Closed peterdekker closed 6 years ago

peterdekker commented 6 years ago

On my installed LaMachine system, there are multiple versions of the installed tools available:

/vol1/lamachine/opt/nextflow/assets/LanguageMachines/PICCL/frog.nf
/vol1/lamachine/src/PICCL/frog.nf

(and /vol1/lamachine/bin/frog.nf which points to /vol1/lamachine/src/PICCL/frog.nf)

On the commandline, I use the opt path, whereas the CLAM webinterface uses the src path. On my current system, the tools are the same, but I remember from a previous installation that they differed.

Would it be possible to merge the tools to one location, to prevent confusion due to different versions in the future?

proycon commented 6 years ago

opt/PICCL should just be a symlink to src/PICCL.

The nextflow thing is a bit more complex; it is possible to let Nextflow (rather than LaMachine) handle the pulling of the PICCL git repository, which is what happens when you do for instance nextflow run LanguageMachines/PICCL/frog.nf. You can even have nextflow take care of pulling all of LaMachine from Docker.

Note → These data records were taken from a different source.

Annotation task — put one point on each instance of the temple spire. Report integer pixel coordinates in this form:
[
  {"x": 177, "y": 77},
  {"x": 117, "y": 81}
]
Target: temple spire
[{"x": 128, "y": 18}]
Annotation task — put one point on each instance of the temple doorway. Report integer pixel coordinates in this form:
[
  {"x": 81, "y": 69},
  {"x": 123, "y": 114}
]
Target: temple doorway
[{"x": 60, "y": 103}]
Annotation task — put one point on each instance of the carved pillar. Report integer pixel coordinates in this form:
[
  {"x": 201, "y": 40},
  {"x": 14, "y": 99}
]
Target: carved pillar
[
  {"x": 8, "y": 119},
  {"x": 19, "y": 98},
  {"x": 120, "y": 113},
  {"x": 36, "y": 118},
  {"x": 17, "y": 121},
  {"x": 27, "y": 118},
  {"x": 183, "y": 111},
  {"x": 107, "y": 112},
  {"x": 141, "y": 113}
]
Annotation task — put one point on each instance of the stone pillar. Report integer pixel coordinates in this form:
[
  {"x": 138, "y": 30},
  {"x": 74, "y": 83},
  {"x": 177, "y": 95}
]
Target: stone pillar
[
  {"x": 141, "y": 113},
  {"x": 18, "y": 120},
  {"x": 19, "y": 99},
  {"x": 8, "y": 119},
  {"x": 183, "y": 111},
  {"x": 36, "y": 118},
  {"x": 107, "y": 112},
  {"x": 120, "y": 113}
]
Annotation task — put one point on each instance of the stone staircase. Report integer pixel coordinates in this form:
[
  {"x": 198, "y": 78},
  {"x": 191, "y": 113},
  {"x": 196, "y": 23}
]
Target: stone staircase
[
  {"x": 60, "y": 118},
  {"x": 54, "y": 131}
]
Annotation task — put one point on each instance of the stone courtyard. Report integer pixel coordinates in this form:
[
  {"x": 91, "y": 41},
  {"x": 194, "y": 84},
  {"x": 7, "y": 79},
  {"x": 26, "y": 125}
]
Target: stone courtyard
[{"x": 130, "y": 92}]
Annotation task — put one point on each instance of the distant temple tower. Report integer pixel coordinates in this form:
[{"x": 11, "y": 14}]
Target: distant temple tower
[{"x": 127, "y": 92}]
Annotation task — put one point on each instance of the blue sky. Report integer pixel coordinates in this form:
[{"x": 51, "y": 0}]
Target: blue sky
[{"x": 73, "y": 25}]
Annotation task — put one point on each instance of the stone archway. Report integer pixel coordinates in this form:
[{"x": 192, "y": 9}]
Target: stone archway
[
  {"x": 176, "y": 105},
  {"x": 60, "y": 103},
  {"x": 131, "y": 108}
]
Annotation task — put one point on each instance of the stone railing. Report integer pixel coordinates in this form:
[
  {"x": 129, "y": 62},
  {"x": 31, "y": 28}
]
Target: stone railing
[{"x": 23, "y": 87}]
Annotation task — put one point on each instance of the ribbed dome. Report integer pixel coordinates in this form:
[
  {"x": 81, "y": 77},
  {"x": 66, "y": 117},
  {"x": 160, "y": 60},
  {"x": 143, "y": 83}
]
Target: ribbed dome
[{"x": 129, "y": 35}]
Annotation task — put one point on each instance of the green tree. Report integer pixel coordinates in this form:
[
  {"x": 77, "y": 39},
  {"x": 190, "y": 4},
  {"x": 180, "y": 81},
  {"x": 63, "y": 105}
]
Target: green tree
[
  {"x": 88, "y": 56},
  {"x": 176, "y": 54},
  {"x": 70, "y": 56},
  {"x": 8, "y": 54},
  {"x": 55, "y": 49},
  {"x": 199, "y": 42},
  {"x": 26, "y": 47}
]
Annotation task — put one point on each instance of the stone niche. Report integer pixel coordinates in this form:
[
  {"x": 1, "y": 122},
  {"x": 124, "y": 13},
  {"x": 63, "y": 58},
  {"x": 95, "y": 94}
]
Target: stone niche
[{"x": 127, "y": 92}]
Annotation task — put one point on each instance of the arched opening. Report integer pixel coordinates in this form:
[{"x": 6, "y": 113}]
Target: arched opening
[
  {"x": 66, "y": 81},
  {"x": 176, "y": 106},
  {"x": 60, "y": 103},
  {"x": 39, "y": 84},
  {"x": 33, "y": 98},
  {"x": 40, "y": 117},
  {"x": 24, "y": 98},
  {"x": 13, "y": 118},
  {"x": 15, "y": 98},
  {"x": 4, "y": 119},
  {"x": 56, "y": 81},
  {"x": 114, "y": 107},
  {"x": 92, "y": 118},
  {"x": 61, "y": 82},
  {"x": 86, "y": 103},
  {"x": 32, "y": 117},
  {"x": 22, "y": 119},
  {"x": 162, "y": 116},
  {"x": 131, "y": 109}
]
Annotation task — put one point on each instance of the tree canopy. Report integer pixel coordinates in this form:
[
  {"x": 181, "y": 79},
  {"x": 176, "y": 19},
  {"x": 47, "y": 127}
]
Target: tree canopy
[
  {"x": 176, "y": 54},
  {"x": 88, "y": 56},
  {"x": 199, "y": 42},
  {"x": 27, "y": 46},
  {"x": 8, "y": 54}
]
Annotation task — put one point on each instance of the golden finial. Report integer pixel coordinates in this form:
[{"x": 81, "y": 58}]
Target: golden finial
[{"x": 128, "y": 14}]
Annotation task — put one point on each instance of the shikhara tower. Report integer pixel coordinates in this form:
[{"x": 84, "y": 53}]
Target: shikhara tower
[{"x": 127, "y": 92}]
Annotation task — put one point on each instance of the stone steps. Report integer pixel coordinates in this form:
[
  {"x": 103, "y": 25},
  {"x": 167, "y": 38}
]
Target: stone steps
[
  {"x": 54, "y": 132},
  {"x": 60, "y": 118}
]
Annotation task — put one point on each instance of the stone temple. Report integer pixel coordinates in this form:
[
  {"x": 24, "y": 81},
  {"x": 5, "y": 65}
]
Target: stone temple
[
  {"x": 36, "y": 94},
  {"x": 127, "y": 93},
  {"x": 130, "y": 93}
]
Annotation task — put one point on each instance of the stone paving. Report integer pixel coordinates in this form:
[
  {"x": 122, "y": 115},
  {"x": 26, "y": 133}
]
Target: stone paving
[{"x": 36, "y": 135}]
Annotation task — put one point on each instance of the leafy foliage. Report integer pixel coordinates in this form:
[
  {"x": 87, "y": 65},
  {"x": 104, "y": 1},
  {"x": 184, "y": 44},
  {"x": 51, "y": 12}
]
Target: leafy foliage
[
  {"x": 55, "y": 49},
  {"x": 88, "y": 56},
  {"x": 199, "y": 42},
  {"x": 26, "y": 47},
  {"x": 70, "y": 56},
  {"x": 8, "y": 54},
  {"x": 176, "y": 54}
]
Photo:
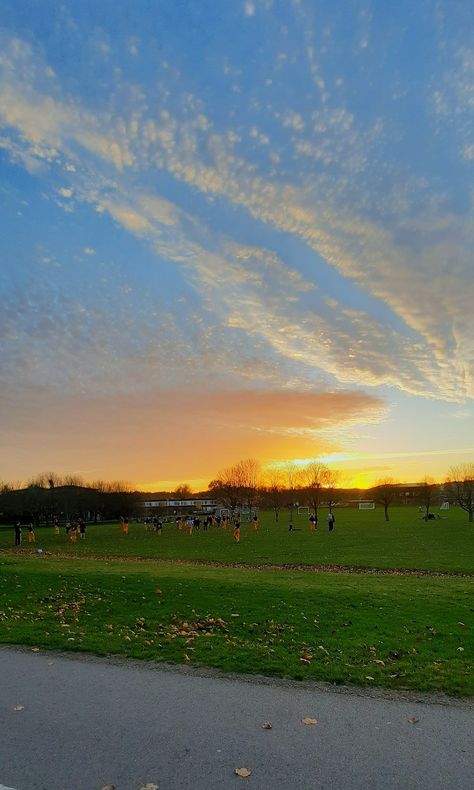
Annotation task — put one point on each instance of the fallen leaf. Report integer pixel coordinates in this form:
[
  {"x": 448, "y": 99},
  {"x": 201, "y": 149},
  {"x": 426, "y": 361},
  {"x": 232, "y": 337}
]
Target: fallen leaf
[{"x": 242, "y": 772}]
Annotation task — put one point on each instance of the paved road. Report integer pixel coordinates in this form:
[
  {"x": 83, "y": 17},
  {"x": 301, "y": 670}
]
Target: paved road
[{"x": 87, "y": 723}]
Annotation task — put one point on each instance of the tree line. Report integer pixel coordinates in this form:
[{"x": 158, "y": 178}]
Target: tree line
[
  {"x": 315, "y": 485},
  {"x": 241, "y": 485}
]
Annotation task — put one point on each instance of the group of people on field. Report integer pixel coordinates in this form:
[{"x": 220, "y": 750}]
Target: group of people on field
[
  {"x": 313, "y": 522},
  {"x": 190, "y": 523},
  {"x": 74, "y": 528},
  {"x": 77, "y": 527}
]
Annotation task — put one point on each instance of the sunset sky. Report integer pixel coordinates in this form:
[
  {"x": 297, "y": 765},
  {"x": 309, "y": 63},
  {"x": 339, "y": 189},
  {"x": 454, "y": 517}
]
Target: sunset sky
[{"x": 236, "y": 229}]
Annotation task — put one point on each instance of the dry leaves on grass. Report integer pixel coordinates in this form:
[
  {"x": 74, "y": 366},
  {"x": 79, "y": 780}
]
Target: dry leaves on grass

But within LaMachine, just invoke the workflow directly (e.g frog.nf, it should be in your $PATH) rather than through nextflow run. The CLAM webservice also uses the direct invocation. I can see this may be the cause of some confusion indeed, the PICCL README has been made clearer to reflect this a while ago but I may not have advertised it enough.

Hopefully this clears the confusion.

peterdekker commented 6 years ago

Thanks, that is good to know! We always invoked the tools via nextflow, I will test the direct invocation of the tools and add that to our documentation.